FRANKFORT, Ky. — Friday a Boone Circuit Judge entered a temporary restraining order against some of Governor Andy Beshear’s COVID-19 executive orders, following a lawsuit brought by several Northern Kentucky businesses and joined by the Attorney General Daniel Cameron. 

The lawsuit challenges the constitutionality of Beshear’s use of executive power during the COVID-19 pandemic.

Attorney General Cameron joined the Northern Kentucky businesses this week in challenging Governor Beshear’s broad emergency authority.

In a hearing this week, Circuit Court Judge Richard A. Brueggemann ruled in favor of the Kentucky businesses and granted their request for a temporary restraining order. 

The order stops the statewide enforcement of the Governor’s executive orders as they apply to childcare centers and car racetracks.
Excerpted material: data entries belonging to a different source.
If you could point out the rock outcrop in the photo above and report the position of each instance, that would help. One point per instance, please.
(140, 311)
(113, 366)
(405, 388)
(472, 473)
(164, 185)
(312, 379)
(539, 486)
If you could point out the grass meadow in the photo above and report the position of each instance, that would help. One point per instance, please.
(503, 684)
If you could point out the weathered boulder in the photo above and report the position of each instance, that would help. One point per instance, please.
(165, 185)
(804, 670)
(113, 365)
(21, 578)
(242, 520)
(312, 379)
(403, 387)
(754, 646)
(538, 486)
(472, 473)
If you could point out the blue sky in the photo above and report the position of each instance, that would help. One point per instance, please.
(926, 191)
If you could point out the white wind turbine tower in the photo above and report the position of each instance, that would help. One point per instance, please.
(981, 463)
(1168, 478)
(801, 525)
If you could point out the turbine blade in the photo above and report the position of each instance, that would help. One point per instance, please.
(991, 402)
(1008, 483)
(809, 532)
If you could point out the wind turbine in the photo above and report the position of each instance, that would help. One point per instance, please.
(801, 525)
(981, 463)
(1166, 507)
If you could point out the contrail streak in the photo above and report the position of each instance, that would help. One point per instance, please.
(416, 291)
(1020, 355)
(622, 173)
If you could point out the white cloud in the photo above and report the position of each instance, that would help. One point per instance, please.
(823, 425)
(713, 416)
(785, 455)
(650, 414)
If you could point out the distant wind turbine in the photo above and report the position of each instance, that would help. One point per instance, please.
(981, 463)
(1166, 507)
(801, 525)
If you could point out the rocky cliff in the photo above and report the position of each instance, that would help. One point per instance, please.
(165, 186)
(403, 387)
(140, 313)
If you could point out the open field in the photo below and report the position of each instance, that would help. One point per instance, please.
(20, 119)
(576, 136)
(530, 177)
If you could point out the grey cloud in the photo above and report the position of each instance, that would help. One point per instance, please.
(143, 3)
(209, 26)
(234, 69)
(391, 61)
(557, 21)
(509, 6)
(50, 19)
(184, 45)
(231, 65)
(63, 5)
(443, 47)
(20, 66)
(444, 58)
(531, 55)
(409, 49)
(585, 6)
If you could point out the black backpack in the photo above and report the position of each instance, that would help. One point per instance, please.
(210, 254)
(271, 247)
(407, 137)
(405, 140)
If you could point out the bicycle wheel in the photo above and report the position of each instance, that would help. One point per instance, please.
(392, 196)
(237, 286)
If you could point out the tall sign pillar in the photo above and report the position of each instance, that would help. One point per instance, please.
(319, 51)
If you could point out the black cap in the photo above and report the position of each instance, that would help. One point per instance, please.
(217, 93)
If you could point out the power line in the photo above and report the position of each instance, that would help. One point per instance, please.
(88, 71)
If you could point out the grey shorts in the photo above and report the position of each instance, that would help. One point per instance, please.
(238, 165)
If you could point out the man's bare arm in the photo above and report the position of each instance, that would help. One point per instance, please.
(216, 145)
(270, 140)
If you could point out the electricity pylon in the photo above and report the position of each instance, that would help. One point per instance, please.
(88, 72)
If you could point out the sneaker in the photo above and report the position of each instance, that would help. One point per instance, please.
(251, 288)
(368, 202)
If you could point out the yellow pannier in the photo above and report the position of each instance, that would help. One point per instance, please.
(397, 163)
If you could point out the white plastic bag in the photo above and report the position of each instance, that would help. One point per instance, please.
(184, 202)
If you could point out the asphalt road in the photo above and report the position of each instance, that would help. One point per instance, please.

“Over the course of the COVID-19 pandemic, Governor Beshear’s restrictive executive orders have shuttered the Commonwealth’s economy, leaving nearly half of our workforce unemployed and dictating the manner in which Kentuckians can live their lives,” said AG Cameron. 

The lawsuit argues that since Beshear declared an emergency on March 6, 2020, he has arbitrarily issued "complex, overbroad, and often conflicting orders."

Cameron argues that the Governor has the right to protect the Commonwealth and its citizens from a public health emergency. But, the law requires that the Governor’s actions and orders be targeted and proportional to the threat the Commonwealth is confronting.

Beshear's office called the ruling "dangerous," saying it would lessen important protections that many states use.

"The ruling lessening day care protections comes on the same day that we learned 300 children in Texas day cares have contracted the virus," the governor's office said. "We will be filing the appropriate papers to move this case directly to the Court of Appeals and state Supreme Court. An attorney general should protect people, not put their lives in danger.”

The case continues, and the court will now consider each of the Attorney General’s claims, including that the Governor has violated the rights enshrined in Section 1 of the Kentucky Constitution, acted arbitrarily in violation of Section 2, and failed to provide due process to those Kentuckians of whom he has taken away rights.